L’idea della Dda è che anche lui sia associato al clan Patitucci con compiti da factotum di lusso. In tal senso, il suo ruolo sarebbe quello di veicolare messaggi fra gli associati, occuparsi della latitanza dei capi, custodire le armi del gruppo, offrire il proprio supporto alle azioni omicidiarie e, dulcis in fundo, trafficare in droga. Un quadro che gli inquirenti sono arrivati a comporre esclusivamente attraverso le dichiarazioni dei collaboratori di giustizia.

E qui arrivano le note dolenti, evidenziate punto per punto in aula dai suoi difensori Michele Franzese e Sandro Furfaro. Sul suo conto, infatti, i pentiti dicono di tutto e di più, ma si tratta di affermazioni generiche e talvolta anche contrastanti. Francesco Noblea, ad esempio, lo vuole dedito al narcotraffico con altre persone «che lavorano per lui» mentre Luciano Impieri lo indica, invece, come semplice impiegato alle dipendenze di Sasà Ariello.

Altre circostanze, valorizzate in precedenza dal gip e da un altro Tribunale del Riesame, sono state ritenute equivoche, passibili di diversa interpretazione. È il caso dell’interessamento da lui mostrato alla sorte di Luca Bruni all’indomani della sua sparizione datata 3 gennaio 2012. Secondo Ernesto Foggetti, Ripepi si sarebbe informato presso Daniele Lamanna, il che in ottica accusatoria rappresenta un tassello in più per dimostrare la sua adesione al gruppo criminale. Il punto è che di Bruni alias “Bella bella”, lui era nipote «sicché – evidenziano i giudici – appare plausibile l’alternativa ricostruzione difensiva, secondo cui quella richiesta d’informazioni potrebbe essere stata dettata solo dal suo legame familiare con la vittima».

Buona parte degli altri sospetti, inoltre, sono mutuati dal suo passato giudiziario ritenuto non più attualizzabile. Quello di essere deputato alla custodia delle armi, ad esempio, era un ruolo confezionato per lui in “Telesis”, l’inchiesta contro il clan “Bella bella” di cui nel 2009 Ripepi era accusato di far parte. Quel processo si è concluso con la sua assoluzione.

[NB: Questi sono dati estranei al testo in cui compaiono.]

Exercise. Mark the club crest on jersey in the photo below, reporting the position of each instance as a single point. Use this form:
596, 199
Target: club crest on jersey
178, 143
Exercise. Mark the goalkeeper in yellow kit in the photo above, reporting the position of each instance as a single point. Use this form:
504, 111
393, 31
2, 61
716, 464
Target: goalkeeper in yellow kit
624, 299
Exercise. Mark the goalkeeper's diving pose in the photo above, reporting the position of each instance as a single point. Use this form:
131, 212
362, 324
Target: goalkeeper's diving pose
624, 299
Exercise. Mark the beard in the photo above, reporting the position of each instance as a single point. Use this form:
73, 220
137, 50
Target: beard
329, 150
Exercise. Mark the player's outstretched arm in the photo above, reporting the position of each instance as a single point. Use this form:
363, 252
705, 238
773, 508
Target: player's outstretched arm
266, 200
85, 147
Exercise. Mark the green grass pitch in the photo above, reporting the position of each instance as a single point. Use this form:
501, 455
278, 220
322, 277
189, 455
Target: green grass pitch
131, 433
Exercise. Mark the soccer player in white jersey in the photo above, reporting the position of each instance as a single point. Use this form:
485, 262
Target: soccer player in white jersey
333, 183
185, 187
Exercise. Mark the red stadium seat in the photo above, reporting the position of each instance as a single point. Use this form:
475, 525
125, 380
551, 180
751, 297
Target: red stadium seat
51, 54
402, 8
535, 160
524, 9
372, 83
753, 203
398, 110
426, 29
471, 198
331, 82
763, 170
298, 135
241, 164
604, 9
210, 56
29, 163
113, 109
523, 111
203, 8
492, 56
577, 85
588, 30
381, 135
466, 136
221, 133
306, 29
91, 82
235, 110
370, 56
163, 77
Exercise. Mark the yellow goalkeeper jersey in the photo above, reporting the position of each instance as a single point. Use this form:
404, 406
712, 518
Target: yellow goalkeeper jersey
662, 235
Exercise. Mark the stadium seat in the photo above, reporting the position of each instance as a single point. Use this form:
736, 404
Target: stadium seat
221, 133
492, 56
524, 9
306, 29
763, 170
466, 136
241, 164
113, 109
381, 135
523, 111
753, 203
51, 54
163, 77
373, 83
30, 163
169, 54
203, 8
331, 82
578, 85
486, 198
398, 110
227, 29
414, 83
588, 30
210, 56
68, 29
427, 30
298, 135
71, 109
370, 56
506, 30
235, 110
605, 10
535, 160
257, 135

E ancora: che fra le sue mansioni vi fosse quella di trovare nascondigli sicuri per i latitanti, trae origine dalla fuga di Walter Gianluca Marsico, poi arrestato nel 2017 dopo un periodo di invisibilità. IN quel caso Ripepi figurava tra gli indagati in qualità di presunto favoreggiatore, ma la sua posizione è stata poi archiviata.

E infine il supporto alle spedizioni killer, ovvero gli indizi «inesistenti» richiamati dalla Cassazione. Nel caso specifico, infatti, si richiama una vicenda triste e datata come quella del bancario Giulio Fiertler, ucciso in via Alimena nel 1993, che non riguardava l’allora quattordicenne Francesco Ripepi, bensì suo padre e suo zio Michele Bruni, comunque poi assolti in via definitiva da ogni accusa. Morale della favola: «Al narrato dei collaboratori – sottolineano i giudici catanzaresi – non può attribuirsi alcuna funzione dimostrativa del ruolo partecipativo che si vorrebbe ascrivere a Ripepi». Il risultato è l’annullamento dell’ordinanza che lo costringeva dietro le sbarre dal primo settembre del 2022.